JUGEMENT: prononcé le 19 MAI 2025, par sa mise à disposition au greffe, et signé par Alexia GARNAUD, Vice-Présidente et Margaux FERNANDES, Greffière, en application de l’article 450 du code de procédure civile.
EXPOSE DU LITIGE
En date du 26 octobre 2021, la SA [13] a déclaré auprès de la [6] (ci-après la [7]) de [Localité 11]-[Localité 10] la survenance d’un accident en date du 25 octobre 2021, survenu au préjudice de son salarié M. [M] [N] en ces termes : « La victime était en train de ranger les clés du camion dans la cuisine de l’entreprise – il aurait fait une crise cardiaque ».
M. [M] [N] est décédé le 25 octobre 2021.
La SA [13] a accompagné sa déclaration d’une lettre de réserves sur le caractère professionnel de l’accident.
Par décision du 09 février 2022, la [9] a pris en charge l’accident mortel de M. [M] [N] au titre de la législation sur les risques professionnels.
Contestant cette décision de prise en charge, la SAS [13] a saisi la commission de recours amiable qui l’a déboutée par décision du 25 mai 2022.
Par requête réceptionnée au greffe le 12 juillet 2022, la SA [13] a saisi le pôle social du tribunal judiciaire d’Arras.
L’affaire a été appelée à l’audience du 14 novembre 2024, renvoyée à la demande des parties à l’audience du 17 mars 2025.
Par conclusions écrites tenues pour soutenues oralement, la SA [13] demande au tribunal :
d’annuler la décision de prise en charge de l’accident du travail concernant M. [M] [N] et de refuser la prise en charge du 09 février 2022 de l’accident, déclarer inopposable à son égard la décision de prise en charge de l’accident du travail de M. [M] [N], condamner la [7] à lui verser la somme de 2 000 euros au titre de l’article 700 du code de procédure civile.
Par conclusions écrites tenues pour soutenues oralement, la [9] demande au tribunal de débouter la SA [13] de son recours.
En application des dispositions de l’article 455 du code de procédure civile, le tribunal se réfère aux conclusions des parties pour un plus ample exposé des faits, des moyens invoqués et des prétentions émises. Il est rappelé que la procédure étant orale, les écrits auxquels se réfèrent les parties durant l’audience ont nécessairement la date de celle-ci.
L’affaire a été mise en délibéré au 19 mai 2025 par mise à disposition au greffe du tribunal en application de l’article 450 alinéa 2 du code de procédure civile.
MOTIFS DE LA DECISION
Sur le caractère professionnel de l’accident mortel de M. [M] [N] du 25 octobre 2021
Aux termes de l’article L 411-1 du code de la sécurité sociale « est considéré comme accident du travail, quelle qu’en soit la cause, l’accident survenu par le fait ou à l’occasion du travail à toute personne salariée ou travaillant, à quelque titre ou en quelque lieu que ce soit, pour un ou plusieurs employeurs ou chefs d’entreprise ».

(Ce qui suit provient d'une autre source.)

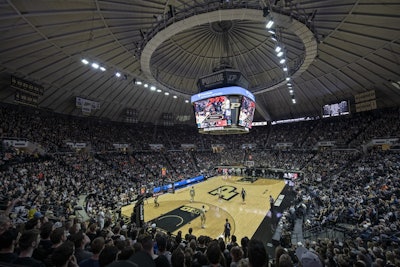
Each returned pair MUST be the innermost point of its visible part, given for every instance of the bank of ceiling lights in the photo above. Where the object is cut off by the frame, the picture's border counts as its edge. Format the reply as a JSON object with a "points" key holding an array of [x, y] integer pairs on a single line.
{"points": [[97, 66], [275, 36]]}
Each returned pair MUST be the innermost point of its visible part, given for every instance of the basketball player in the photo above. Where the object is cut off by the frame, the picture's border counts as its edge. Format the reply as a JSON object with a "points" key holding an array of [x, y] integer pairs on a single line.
{"points": [[219, 193], [156, 204], [271, 202], [227, 230], [243, 195], [203, 216], [192, 193]]}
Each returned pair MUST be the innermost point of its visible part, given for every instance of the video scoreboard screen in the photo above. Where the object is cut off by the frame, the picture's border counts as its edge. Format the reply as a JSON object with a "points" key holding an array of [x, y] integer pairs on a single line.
{"points": [[227, 110], [335, 109]]}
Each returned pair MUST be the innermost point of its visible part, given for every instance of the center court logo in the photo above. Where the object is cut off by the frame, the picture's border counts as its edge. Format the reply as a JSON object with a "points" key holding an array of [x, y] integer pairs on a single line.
{"points": [[226, 192]]}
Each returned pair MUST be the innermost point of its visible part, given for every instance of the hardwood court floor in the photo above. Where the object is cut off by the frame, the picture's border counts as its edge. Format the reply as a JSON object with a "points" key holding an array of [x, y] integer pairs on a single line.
{"points": [[245, 218]]}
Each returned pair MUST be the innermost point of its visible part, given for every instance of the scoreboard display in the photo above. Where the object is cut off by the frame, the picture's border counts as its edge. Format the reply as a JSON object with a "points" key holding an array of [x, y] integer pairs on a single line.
{"points": [[227, 110]]}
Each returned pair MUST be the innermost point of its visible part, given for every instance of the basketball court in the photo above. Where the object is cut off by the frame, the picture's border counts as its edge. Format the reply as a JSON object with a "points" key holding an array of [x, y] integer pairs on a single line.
{"points": [[177, 213]]}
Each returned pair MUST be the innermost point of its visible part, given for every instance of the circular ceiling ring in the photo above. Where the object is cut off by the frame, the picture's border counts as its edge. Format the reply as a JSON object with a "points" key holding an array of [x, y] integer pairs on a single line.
{"points": [[288, 23]]}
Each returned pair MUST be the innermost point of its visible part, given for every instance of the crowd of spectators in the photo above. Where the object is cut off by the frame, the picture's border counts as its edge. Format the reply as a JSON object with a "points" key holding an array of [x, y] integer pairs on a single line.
{"points": [[40, 190]]}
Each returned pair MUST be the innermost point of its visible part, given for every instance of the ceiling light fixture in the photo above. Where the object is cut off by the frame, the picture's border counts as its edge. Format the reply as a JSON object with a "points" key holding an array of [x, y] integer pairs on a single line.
{"points": [[269, 24]]}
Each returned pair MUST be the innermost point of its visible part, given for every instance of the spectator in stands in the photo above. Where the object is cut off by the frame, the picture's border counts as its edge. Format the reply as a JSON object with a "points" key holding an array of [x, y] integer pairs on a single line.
{"points": [[96, 246], [7, 245], [27, 243], [257, 254], [63, 255]]}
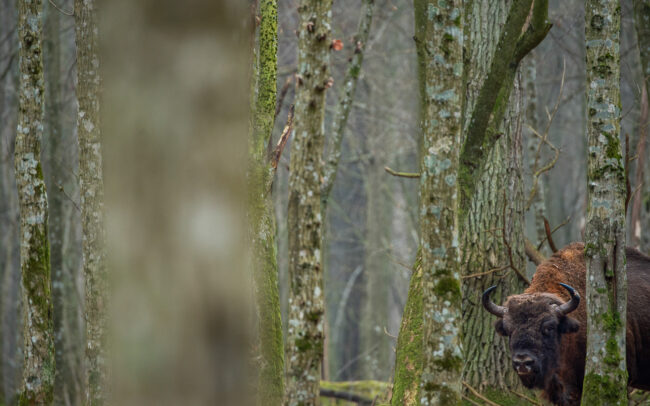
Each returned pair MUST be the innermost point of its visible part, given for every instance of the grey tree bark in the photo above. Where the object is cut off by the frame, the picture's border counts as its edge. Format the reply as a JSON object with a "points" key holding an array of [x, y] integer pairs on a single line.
{"points": [[38, 372], [91, 183], [305, 335], [605, 380], [262, 224], [439, 41]]}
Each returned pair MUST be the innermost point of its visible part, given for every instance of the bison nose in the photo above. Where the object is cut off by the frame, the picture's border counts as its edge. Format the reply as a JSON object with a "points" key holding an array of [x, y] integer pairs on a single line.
{"points": [[523, 363]]}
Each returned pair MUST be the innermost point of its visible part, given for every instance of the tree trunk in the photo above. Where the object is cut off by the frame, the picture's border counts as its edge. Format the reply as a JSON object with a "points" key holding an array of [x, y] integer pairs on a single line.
{"points": [[492, 238], [305, 335], [262, 216], [410, 344], [53, 155], [439, 39], [641, 211], [38, 373], [92, 201], [605, 371]]}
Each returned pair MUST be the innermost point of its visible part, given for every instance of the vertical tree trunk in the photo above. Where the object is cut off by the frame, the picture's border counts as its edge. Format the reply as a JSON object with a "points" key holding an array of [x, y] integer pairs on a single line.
{"points": [[538, 204], [375, 344], [38, 373], [641, 211], [605, 371], [92, 200], [439, 36], [261, 214], [306, 304], [494, 217], [52, 153]]}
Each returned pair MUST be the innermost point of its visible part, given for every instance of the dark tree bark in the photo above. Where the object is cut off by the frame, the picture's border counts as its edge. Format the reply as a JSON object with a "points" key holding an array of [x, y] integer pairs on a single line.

Constitue à ce titre un accident de travail un évènement ou une série d’évènements survenus à des dates certaines par le fait ou à l’occasion du travail dont il est résulté une lésion corporelle.

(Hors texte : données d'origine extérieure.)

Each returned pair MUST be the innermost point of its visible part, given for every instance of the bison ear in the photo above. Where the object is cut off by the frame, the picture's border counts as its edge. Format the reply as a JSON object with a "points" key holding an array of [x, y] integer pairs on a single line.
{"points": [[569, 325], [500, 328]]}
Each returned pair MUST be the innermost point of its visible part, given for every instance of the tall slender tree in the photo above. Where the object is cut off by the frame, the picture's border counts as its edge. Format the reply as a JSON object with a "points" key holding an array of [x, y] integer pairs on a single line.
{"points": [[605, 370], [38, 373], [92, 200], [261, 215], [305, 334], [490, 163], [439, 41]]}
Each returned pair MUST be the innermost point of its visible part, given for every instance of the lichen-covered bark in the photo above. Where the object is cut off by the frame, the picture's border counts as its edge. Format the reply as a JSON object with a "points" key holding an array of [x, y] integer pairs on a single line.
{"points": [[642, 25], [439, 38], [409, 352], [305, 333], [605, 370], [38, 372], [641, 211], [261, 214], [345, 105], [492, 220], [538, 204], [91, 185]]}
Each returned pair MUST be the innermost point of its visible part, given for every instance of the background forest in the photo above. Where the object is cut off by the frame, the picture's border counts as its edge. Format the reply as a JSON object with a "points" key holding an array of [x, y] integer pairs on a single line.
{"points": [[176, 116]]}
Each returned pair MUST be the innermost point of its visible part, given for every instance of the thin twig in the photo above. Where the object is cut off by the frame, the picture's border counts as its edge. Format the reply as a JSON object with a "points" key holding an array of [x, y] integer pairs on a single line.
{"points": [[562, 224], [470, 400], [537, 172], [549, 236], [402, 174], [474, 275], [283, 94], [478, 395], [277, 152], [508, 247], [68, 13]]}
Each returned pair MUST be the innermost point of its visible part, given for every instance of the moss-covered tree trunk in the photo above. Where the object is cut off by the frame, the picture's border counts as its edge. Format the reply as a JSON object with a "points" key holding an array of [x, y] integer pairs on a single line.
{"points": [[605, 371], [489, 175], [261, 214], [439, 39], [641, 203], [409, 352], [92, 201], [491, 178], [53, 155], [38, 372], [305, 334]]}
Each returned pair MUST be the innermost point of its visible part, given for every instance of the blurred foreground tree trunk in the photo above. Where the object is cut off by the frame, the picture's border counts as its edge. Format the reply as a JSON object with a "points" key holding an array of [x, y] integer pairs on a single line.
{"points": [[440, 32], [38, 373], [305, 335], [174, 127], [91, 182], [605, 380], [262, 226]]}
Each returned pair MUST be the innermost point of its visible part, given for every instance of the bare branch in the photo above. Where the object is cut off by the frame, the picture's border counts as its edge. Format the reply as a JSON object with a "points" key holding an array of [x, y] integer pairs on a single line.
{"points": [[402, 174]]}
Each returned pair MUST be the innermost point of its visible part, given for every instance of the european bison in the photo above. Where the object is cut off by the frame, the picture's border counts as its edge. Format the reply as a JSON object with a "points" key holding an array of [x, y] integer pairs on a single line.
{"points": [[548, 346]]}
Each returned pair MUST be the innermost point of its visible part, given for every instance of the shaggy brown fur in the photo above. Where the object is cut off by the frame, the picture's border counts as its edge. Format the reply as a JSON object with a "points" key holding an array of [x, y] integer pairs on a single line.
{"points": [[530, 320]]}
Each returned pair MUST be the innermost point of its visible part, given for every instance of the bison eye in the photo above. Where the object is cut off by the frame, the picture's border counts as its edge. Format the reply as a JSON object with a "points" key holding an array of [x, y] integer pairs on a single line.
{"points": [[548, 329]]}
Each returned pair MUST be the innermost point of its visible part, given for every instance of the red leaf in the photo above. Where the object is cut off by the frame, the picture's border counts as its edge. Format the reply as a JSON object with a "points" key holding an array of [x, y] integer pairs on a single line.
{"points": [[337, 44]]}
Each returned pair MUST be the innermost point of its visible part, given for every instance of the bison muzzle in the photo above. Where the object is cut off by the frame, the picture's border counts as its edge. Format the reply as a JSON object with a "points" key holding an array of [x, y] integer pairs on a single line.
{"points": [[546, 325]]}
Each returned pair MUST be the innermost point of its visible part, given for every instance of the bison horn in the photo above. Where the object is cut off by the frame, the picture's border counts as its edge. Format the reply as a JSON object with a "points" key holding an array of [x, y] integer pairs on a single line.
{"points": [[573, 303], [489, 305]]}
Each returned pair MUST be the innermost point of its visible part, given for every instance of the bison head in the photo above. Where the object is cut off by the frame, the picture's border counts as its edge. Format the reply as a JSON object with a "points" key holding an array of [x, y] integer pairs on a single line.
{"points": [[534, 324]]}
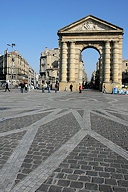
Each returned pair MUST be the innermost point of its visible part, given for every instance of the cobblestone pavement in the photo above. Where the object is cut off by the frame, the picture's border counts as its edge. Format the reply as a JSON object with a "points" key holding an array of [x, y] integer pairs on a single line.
{"points": [[63, 142]]}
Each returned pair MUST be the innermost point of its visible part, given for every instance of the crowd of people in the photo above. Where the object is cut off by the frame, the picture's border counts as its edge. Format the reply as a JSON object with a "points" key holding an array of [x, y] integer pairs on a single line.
{"points": [[24, 87]]}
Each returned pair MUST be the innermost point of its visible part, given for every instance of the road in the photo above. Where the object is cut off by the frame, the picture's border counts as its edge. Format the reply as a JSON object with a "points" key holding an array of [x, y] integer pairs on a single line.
{"points": [[63, 142]]}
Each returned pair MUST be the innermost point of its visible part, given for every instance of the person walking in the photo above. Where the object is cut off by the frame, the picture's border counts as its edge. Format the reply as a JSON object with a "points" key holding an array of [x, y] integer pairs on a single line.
{"points": [[56, 87], [42, 88], [22, 87], [71, 86], [104, 91], [6, 87], [80, 88], [49, 88], [26, 88]]}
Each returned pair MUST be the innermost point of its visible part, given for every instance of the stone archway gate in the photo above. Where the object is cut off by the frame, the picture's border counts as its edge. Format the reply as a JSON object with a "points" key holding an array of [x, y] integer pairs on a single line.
{"points": [[90, 32]]}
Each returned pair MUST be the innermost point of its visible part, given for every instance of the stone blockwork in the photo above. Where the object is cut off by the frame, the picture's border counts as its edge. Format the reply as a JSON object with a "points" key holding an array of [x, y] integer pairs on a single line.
{"points": [[90, 32], [20, 122], [47, 140], [67, 142], [90, 167], [111, 130]]}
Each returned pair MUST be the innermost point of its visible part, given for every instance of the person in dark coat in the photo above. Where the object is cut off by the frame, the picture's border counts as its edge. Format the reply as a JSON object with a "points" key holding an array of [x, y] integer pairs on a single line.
{"points": [[22, 87], [6, 87], [71, 86], [80, 88]]}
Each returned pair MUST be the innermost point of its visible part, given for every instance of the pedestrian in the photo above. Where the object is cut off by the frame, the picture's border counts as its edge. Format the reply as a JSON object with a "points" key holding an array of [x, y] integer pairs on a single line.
{"points": [[56, 87], [80, 88], [104, 91], [6, 87], [26, 88], [66, 89], [71, 86], [42, 88], [49, 88], [22, 87]]}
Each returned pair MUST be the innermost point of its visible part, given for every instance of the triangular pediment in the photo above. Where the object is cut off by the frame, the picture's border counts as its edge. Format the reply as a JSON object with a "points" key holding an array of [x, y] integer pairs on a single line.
{"points": [[90, 23]]}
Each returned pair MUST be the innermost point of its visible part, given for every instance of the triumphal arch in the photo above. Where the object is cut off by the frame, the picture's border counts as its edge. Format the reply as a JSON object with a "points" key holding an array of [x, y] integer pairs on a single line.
{"points": [[90, 32]]}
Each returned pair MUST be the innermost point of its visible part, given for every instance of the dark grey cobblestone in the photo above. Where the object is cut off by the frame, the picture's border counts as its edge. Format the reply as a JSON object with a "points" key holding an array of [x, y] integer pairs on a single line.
{"points": [[90, 175], [47, 140], [20, 122], [111, 130], [81, 112], [124, 117], [8, 144]]}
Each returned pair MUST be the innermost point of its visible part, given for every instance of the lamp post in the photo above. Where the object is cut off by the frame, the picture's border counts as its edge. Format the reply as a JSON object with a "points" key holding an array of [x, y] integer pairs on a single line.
{"points": [[12, 45]]}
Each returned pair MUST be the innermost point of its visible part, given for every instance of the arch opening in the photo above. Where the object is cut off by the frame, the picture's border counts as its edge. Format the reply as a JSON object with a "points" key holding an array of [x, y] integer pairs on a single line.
{"points": [[90, 58]]}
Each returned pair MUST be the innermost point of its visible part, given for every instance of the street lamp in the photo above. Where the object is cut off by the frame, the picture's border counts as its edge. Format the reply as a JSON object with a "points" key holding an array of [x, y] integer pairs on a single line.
{"points": [[12, 45]]}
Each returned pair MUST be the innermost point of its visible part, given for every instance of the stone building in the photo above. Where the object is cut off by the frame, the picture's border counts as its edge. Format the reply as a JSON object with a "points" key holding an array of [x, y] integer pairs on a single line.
{"points": [[90, 32], [14, 68], [124, 71], [49, 71]]}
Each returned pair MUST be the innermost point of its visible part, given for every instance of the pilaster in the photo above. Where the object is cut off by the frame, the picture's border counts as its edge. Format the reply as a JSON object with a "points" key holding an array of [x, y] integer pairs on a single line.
{"points": [[72, 62], [107, 62], [64, 62], [115, 64]]}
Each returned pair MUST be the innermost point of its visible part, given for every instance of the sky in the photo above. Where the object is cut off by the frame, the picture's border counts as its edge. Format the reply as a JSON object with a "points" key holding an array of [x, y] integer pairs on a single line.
{"points": [[33, 24]]}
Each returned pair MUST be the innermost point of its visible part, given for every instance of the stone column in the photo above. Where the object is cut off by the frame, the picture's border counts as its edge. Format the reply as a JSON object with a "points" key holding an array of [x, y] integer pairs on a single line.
{"points": [[107, 62], [80, 70], [115, 64], [120, 62], [72, 62], [64, 62]]}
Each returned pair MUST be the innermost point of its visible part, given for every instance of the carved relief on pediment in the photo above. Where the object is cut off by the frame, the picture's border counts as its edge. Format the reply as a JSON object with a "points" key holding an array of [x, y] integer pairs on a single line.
{"points": [[91, 25]]}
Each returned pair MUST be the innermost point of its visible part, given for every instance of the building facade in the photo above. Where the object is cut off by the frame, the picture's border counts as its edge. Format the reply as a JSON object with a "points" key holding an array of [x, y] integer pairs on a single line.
{"points": [[90, 32], [49, 71], [14, 68], [125, 71]]}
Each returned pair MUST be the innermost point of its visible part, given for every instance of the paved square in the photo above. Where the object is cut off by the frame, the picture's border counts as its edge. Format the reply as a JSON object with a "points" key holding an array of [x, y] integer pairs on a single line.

Trois éléments caractérisent donc l’accident de travail :
• un événement soudain survenu à une date certaine ;
• une lésion corporelle ;
• un fait lié au travail.
En application de l’article L.411-1 du code de la sécurité sociale, le salarié victime d’un accident bénéficie de la présomption d’imputabilité de l’accident du travail dès lors qu’il est survenu au temps et au lieu de travail.
La preuve de la réalité de l’accident survenu au temps et au lieu du travail peut être établie par tout moyen et notamment, en l’absence de témoins, par la démonstration d’un faisceau d’éléments suffisamment précis, graves et concordants mais ne saurait en aucun cas résulter des seules déclarations de l’assuré.
Ainsi, dans ses rapports avec l’employeur, si la caisse établit la survenance d’une lésion corporelle au temps et au lieu du travail, la présomption d’imputabilité trouve à s’appliquer.
Il incombe en revanche à l’employeur, une fois acquise ladite présomption, de la renverser en établissant que la lésion de l’assuré a une cause totalement étrangère au travail.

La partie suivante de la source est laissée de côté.